The Sri Lanka Air Force Women's Wing serves as a branch, organization, or effectively a unit within the Sri Lanka Air Force; established in 1987, there is no concrete evidence to confirm whether this organization was created in the mold of Britain's Women's Royal Air Force. All airwomen and female officers who are serving in various establishments of the Sri Lanka Air Force falls under the administration and supervision of the Sri Lanka Air Force Women's Wing. The wing keeps service records of all airwomen and female officers, makes promotional lists of them, issues their identity cards, makes their annual assessments (performance reports). All pay, allowance and pension documents for airwomen and female officers of the Sri Lanka Air Force are prepared by the wing. The wing also arranges monthly or annual meetings and seminars for all airwomen and female officers of the Sri Lanka Air Force. And also the wing makes retirement policy of all airwomen and female officers of the Sri Lanka Air Force.

The wing was created on 3 September 1987 and the first commanding officer of this wing was Air Commodore D.S.G. Vithana, at that time the wing office was situated in Colombo.

In the Sri Lanka Air Force, women are not trained separately, they are trained together with men. Former Commander of the Sri Lanka Air Force, Air Chief Marshal Paddy Mendis envisioned the recruitment of women into the Sri Lanka Air Force.

Commanding Officers of the SLAF Women's Wing include:
- Air Vice Marshal G. D. Perera (? – 1 August 2002)
- Group Captain (later Air Commodore) M. H. Karannagoda (2 August 2002 – 2003)

Squadron Leader Raini Balasooriya, the first woman officer to command this wing was appointed on 3 September 2026 by then Commander of the Air Force Air Chief Marshal Vasu Bandu Edirisinghe.
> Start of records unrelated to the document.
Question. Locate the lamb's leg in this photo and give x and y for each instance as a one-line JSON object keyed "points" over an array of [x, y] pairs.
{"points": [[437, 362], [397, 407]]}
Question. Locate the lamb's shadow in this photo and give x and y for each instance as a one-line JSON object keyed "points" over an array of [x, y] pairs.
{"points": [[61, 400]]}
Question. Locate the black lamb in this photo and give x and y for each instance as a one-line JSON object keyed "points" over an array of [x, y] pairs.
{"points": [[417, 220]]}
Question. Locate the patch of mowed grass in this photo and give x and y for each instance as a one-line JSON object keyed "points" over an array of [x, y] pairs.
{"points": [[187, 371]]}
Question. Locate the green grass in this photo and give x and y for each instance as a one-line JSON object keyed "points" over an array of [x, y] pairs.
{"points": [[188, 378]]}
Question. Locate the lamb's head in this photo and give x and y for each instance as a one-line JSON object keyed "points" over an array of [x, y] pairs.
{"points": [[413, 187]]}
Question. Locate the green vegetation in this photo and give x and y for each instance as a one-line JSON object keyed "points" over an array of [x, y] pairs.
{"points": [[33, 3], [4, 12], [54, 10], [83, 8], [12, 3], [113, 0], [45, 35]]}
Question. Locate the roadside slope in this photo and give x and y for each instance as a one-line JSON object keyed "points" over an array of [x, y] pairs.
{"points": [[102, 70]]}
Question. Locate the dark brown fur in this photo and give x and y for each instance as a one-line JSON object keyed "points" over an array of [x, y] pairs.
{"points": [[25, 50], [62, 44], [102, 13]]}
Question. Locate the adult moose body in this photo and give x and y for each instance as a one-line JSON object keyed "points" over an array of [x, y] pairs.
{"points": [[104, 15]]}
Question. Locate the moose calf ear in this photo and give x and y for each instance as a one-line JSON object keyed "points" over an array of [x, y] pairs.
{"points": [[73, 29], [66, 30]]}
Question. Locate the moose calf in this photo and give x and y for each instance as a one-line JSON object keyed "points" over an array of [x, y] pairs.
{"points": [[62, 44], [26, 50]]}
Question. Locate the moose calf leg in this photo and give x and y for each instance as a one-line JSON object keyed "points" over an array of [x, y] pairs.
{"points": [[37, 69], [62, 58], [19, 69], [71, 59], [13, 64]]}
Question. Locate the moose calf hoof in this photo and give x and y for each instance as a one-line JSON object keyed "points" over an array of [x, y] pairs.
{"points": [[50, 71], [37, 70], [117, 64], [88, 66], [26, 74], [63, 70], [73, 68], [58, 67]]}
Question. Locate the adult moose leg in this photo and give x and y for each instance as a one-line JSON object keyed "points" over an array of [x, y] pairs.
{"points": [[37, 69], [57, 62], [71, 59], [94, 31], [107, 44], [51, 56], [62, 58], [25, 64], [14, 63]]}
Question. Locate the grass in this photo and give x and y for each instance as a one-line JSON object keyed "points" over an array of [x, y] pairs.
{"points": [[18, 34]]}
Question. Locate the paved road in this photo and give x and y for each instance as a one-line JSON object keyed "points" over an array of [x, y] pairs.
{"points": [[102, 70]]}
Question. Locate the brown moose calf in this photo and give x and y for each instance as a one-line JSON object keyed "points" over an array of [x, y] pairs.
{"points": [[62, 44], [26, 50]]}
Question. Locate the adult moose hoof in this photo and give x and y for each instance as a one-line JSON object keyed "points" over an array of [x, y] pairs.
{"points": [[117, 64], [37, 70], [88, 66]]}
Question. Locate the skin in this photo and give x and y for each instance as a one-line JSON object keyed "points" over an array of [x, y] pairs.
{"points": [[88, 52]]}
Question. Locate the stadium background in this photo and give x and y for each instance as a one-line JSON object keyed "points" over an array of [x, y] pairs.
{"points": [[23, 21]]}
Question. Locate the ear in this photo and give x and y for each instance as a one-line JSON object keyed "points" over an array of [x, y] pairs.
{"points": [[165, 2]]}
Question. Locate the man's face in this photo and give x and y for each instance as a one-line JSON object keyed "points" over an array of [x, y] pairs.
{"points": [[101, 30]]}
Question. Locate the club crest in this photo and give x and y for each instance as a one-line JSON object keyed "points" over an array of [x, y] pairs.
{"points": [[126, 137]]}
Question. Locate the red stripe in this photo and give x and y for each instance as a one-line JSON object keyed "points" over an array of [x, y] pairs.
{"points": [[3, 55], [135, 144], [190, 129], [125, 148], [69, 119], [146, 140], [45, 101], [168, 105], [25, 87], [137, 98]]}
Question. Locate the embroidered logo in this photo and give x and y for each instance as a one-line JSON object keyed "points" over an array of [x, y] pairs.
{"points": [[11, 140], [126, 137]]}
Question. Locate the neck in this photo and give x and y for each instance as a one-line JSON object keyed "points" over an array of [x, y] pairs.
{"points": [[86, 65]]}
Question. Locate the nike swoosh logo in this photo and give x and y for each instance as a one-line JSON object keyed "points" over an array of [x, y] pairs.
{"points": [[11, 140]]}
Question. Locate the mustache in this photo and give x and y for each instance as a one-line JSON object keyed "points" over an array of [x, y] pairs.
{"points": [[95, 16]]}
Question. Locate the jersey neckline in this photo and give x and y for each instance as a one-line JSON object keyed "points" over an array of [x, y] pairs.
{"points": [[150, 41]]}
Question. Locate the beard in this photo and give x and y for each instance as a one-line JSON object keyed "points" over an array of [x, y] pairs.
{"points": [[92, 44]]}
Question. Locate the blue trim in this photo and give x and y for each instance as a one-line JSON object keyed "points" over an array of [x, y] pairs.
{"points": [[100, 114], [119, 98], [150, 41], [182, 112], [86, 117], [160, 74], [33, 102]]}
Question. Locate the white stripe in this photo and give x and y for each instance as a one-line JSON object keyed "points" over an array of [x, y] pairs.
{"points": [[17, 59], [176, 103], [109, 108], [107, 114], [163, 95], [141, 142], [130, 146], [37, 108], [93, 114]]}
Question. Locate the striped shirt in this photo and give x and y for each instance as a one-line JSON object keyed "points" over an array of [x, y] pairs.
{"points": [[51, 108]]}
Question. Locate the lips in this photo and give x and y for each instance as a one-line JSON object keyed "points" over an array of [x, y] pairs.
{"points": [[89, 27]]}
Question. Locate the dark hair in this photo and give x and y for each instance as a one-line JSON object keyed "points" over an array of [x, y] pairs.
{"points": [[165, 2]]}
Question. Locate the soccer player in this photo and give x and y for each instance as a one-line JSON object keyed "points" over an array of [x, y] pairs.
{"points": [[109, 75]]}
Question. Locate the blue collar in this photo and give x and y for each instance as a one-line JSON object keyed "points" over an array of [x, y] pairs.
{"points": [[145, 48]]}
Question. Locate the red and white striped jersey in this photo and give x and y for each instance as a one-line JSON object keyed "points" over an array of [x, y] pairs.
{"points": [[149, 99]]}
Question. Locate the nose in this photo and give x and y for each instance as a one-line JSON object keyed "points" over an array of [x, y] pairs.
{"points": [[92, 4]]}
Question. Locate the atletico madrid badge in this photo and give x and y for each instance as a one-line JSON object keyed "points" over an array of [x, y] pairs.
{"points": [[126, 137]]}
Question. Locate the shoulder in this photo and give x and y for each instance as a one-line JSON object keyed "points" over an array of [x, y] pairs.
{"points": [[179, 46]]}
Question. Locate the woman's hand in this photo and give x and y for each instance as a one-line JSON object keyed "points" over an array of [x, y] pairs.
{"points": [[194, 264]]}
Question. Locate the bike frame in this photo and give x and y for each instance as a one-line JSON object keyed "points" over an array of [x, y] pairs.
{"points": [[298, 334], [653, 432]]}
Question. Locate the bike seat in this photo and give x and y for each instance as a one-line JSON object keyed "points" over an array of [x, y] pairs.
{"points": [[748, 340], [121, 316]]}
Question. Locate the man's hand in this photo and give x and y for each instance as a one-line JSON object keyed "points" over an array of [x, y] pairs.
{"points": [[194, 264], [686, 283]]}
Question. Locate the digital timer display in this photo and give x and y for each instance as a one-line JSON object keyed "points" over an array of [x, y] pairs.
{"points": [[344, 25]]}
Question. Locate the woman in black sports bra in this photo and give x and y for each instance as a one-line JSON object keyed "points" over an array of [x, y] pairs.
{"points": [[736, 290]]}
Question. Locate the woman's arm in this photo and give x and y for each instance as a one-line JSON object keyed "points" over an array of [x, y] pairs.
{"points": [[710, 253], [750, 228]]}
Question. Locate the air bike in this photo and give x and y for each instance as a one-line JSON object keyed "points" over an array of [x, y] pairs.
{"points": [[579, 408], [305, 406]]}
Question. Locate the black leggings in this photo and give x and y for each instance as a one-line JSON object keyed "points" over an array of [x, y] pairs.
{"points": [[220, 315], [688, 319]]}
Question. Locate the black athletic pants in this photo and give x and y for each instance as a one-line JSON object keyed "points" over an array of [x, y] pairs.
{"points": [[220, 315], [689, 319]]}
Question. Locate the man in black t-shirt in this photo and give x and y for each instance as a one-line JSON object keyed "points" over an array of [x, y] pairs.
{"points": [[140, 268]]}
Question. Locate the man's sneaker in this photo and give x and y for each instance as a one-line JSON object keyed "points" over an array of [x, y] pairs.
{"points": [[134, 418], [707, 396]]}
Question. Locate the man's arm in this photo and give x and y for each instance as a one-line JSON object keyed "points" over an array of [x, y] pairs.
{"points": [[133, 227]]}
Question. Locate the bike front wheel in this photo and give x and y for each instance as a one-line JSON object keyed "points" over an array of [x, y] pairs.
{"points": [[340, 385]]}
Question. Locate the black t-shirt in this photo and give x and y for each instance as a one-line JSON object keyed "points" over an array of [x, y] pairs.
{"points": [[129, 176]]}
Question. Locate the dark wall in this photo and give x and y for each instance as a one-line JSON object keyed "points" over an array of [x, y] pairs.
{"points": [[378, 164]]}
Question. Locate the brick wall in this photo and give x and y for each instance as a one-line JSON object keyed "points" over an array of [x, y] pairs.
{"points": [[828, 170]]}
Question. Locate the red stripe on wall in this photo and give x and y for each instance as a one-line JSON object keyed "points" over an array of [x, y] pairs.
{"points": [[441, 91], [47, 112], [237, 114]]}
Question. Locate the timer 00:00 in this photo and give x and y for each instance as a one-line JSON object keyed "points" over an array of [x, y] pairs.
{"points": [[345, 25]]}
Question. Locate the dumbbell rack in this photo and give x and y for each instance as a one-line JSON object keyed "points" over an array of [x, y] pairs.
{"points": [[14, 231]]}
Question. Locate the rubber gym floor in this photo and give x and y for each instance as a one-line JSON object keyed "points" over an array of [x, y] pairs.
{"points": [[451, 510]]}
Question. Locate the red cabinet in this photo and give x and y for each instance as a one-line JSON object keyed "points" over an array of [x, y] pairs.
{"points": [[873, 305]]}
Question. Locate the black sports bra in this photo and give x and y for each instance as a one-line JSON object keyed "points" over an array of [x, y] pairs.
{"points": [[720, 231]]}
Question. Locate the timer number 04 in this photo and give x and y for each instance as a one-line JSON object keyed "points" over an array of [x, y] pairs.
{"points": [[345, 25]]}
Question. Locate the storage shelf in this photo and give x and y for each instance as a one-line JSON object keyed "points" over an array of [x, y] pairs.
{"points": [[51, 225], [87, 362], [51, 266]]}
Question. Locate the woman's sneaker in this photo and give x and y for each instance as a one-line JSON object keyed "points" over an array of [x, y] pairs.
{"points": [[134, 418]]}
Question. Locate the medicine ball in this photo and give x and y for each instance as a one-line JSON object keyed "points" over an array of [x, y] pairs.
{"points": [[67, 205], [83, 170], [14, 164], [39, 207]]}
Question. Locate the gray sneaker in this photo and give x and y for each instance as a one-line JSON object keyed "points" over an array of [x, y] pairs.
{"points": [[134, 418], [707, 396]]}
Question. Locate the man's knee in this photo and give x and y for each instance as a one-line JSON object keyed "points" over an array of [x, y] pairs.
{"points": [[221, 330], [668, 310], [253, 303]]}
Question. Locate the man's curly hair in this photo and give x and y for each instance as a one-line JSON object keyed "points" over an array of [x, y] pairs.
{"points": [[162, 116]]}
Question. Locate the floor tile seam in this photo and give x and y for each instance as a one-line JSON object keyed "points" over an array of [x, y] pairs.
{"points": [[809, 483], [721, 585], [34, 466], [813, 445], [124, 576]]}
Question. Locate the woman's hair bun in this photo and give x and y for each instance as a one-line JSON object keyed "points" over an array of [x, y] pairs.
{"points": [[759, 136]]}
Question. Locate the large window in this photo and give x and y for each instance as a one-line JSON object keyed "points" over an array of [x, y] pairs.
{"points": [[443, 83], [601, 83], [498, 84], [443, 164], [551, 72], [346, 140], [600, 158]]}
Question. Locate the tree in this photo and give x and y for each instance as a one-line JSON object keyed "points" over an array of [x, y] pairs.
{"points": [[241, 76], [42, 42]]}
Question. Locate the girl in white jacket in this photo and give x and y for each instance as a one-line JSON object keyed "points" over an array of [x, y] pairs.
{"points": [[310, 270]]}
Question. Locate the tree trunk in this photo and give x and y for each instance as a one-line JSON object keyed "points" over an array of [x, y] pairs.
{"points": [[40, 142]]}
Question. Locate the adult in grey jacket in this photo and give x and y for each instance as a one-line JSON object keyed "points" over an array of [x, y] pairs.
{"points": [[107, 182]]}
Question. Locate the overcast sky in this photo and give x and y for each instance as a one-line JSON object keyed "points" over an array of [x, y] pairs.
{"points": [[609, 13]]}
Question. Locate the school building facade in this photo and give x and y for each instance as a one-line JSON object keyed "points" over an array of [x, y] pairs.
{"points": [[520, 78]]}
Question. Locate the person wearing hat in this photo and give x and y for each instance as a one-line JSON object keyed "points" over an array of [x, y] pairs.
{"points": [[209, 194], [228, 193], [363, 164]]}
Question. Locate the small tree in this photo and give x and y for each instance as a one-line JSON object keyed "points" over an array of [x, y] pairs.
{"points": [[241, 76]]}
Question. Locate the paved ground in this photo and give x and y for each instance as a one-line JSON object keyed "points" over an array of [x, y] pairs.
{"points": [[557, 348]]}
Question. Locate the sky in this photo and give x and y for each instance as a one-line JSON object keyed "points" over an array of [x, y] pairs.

==The history of women's first induction into the Sri Lanka Air Force==
In 1971, four women joined as pilot officers into the Sri Lanka Air Force who were trained in SLAF Katunayake for some weeks, this was the first time in the history of the Sri Lanka Air Force that women wore air force uniforms. The women were posted in air force headquarters. In January 1983, the first batch of airwomen were recruited. First female firefighting unit of the air force was created in 1997 with 30 airwomen firefighters. These airwomen retired after 15 years in 2012. In 2008, seven airwomen completed paratroopers course. In 2019, two women officers and seven airwomen became members of the Special Airborne Force. Also in the same year one female officer and one airwoman were trained in Britain's Army School of Ceremonial. In 1998 during the Sri Lankan civil war, the Sri Lanka Air Force took decision to recruit women for the pilots' branch, 800 women applied for 33 vacancies, however the recruitment was later cancelled. In 2020 for the first time, two women were commissioned as pilots from the Air Force Academy, China Bay. In 2023, three women were air commodores in the Sri Lanka Air Force, among them two were directors in the air force headquarters.